Tympanoplasty: Tympanoplasty is a surgical technique to repair a defect in the ear drum with the placement of a graft, either medial or lateral to the ear drum. The aim of this operation is to prevent repeated ear infections and if repair certain types of hearing losses. With the perfect diagnosis from your ent specalist you can gain your hearing back. With the availability of modern equipment and state-of-the-art facilities, our staff will extend you the best service.

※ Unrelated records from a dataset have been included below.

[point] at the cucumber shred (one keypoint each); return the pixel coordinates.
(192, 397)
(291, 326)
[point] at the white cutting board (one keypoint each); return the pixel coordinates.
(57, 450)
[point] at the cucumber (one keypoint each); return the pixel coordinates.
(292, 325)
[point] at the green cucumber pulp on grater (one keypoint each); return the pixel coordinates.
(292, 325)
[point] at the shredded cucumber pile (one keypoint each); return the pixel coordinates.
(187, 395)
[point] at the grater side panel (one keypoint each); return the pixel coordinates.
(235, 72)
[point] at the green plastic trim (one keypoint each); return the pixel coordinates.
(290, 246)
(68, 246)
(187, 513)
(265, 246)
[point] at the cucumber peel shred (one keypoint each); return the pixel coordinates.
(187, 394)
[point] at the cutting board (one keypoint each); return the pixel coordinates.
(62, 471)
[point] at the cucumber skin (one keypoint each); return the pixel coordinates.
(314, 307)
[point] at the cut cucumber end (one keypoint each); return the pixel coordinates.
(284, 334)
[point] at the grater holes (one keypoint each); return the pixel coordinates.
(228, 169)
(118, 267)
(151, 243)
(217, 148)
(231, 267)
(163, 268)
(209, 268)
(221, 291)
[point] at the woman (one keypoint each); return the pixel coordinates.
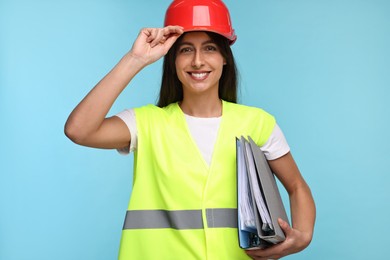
(183, 201)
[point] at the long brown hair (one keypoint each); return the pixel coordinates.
(171, 88)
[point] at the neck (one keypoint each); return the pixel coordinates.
(202, 106)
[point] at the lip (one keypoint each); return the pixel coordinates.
(199, 75)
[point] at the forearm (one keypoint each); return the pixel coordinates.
(89, 114)
(303, 211)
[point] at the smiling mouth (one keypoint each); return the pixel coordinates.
(199, 75)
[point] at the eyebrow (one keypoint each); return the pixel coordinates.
(191, 44)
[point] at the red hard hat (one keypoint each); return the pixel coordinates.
(201, 15)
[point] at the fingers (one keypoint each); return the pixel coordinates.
(157, 36)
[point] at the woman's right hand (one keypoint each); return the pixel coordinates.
(153, 43)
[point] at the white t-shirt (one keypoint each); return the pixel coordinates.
(204, 131)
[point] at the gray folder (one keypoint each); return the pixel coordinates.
(258, 193)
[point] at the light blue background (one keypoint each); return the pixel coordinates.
(321, 67)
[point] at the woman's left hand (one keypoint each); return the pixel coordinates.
(295, 242)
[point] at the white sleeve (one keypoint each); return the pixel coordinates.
(128, 116)
(276, 145)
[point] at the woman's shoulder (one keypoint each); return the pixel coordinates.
(152, 109)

An ossiculoplasty is an operation to help improve hearing in those patients where hearing loss is due to damage to the ossicles (tiny hearing bones) following chronic ear infection. In this operation we may either use your own residual ossicle or an artificial ossicle to achieve the desired result using a Partial Ossicular Reconstruction Prosthesis (PORP) is done when the stapes superstructure is intact. When the stapes superstructure is not present, and the footplate is mobile then Ossiculoplasty with Total Ossicular Reconstruction Prosthesis (TORP) is needed.
A mastoidectomy is done to clear disease from mastoid air cells i.e chronic otitis media with and without cholesteatoma, mastoiditis, destruction of mastoid air cells. There are two types of mastoidectomy 1.Canal wall up mastoidectomy 2.Canal wall down mastiodectomy
1. canal wall up mastoidectomy posterior canal and superior canal wall of external ear which divide ear and mastoid air cell system is preserved and disease from mastoid and middle ear is cleared.
2. canal wall down mastoidectomy posterior canal and superior canal wall of external ear which divide ear and mastoid air cell system is removed and disease from mastoid and middle ear is cleared, meatoplasty done.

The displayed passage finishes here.